In [None]:
import pandas as pd
import numpy as np
from sklearn.covariance import GraphicalLasso
import matplotlib.pyplot as plt
import networkx as nx

# 加载数据集
file_path = '/content/drive/MyDrive/Colab Notebooks/GGM模型/data/整理数据.xlsx'  # 谷歌colab云端地址，需要修改您自己的位置
data = pd.read_excel(file_path, sheet_name=None)
data_france = data['Sheet1'][data['Sheet1']['country_name'] == 'France']
data_england = data['Sheet1'][data['Sheet1']['country_name'] == 'England']


# 选择包含年份的相关变量
variables_with_year = ['city_latitude', 'city_longitude', 'year', 'riot_type_hiscod_num']

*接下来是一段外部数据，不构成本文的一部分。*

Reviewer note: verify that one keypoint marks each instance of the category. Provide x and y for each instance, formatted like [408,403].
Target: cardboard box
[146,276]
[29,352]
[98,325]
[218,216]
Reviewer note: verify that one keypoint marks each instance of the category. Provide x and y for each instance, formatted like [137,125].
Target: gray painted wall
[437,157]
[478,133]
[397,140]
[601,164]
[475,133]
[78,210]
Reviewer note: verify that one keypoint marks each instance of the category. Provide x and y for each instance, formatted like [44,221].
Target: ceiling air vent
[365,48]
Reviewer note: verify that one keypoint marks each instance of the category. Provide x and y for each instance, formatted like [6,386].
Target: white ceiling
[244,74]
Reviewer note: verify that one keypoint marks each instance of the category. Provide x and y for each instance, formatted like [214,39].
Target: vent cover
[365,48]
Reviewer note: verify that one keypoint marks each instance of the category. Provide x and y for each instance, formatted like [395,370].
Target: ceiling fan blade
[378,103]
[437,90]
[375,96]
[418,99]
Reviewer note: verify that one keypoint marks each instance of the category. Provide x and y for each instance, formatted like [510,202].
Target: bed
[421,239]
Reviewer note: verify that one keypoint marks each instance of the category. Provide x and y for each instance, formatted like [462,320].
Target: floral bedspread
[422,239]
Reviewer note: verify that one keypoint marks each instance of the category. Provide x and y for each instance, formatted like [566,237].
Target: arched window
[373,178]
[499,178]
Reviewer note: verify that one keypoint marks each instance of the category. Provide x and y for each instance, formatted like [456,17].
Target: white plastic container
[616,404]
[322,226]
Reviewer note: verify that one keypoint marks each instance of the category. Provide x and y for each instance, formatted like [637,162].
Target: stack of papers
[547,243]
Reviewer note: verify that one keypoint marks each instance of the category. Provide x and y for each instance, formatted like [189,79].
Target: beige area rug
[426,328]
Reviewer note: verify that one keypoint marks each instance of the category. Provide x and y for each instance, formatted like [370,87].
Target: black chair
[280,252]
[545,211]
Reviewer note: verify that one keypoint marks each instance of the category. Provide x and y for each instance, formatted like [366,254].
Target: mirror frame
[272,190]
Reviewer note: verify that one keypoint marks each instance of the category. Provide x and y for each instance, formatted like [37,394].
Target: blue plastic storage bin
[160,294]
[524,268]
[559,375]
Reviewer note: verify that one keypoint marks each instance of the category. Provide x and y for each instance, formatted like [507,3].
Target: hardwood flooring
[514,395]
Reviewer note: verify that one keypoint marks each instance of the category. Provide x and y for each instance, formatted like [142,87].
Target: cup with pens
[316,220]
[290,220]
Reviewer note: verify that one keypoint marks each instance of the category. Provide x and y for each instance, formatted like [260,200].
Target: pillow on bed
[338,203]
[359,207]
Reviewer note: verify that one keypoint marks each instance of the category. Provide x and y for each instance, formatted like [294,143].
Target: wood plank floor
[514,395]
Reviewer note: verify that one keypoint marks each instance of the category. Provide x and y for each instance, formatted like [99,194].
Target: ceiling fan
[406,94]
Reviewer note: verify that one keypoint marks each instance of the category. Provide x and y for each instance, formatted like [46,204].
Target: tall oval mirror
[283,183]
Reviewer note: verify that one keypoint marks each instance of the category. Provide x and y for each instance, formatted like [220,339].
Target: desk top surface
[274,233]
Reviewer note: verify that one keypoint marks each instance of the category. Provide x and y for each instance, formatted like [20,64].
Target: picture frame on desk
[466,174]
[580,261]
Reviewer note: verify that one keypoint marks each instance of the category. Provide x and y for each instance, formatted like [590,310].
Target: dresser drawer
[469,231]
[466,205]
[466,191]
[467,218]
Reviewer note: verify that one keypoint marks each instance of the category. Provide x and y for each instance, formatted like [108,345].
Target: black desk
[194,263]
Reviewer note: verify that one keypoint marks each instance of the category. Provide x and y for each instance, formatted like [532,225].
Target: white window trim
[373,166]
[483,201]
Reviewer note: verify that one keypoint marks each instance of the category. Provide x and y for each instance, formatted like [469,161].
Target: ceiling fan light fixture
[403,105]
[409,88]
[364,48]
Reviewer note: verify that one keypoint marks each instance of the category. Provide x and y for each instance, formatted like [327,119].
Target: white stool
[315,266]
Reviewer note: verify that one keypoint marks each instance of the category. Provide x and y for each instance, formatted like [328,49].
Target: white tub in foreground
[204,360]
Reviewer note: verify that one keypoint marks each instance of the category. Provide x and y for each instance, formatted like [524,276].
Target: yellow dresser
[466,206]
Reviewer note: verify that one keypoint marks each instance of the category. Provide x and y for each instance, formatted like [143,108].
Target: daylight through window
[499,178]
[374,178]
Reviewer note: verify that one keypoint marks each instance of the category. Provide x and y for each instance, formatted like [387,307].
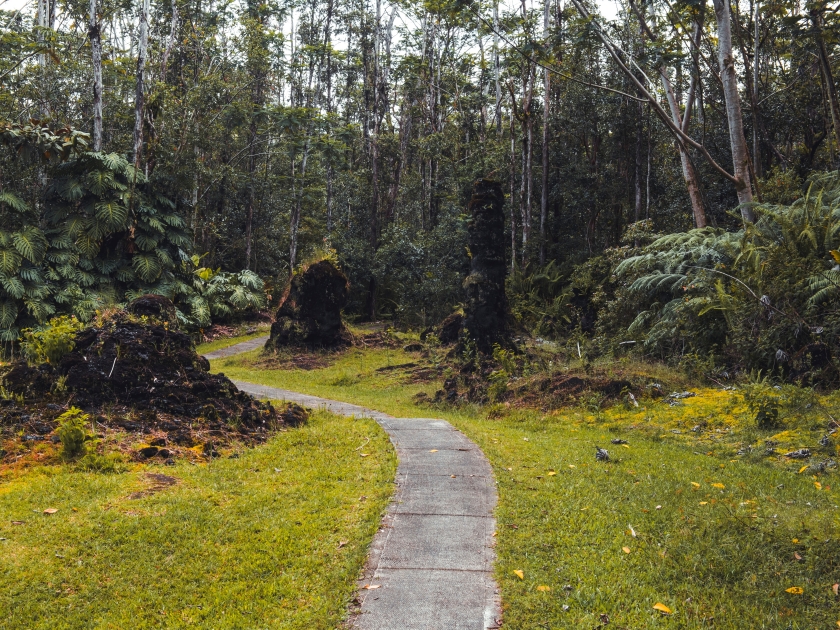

data_france_with_year = data_france[variables_with_year].dropna()
data_england_with_year = data_england[variables_with_year].dropna()

# 拟合高斯图模型
model_france_with_year = GraphicalLasso(alpha=0.1)
model_england_with_year = GraphicalLasso(alpha=0.1)

model_france_with_year.fit(data_france_with_year)
model_england_with_year.fit(data_england_with_year)

# 提取精度矩阵
precision_matrix_france_with_year = model_france_with_year.precision_
precision_matrix_england_with_year = model_england_with_year.precision_

# 计算逆协方差矩阵
inverse_covariance_matrix_france_with_year = np.linalg.inv(model_france_with_year.covariance_)
inverse_covariance_matrix_england_with_year = np.linalg.inv(model_england_with_year.covariance_)



# 创建包含逆协方差矩阵的数据框
variables = ['city_latitude', 'city_longitude', 'year', 'riot_type_hiscod_num']

inverse_cov_df_france = pd.DataFrame(inverse_covariance_matrix_france_with_year, index=variables, columns=variables)
inverse_cov_df_england = pd.DataFrame(inverse_covariance_matrix_england_with_year, index=variables, columns=variables)

# 保存数据框到Excel文件
output_path = '/content/drive/MyDrive/Colab Notebooks/GGM模型/GGM模型inverse_covariance_matrices.xlsx'
with pd.ExcelWriter(output_path) as writer:
    inverse_cov_df_france.to_excel(writer, sheet_name='France (With Year)')
    inverse_cov_df_england.to_excel(writer, sheet_name='England (With Year)')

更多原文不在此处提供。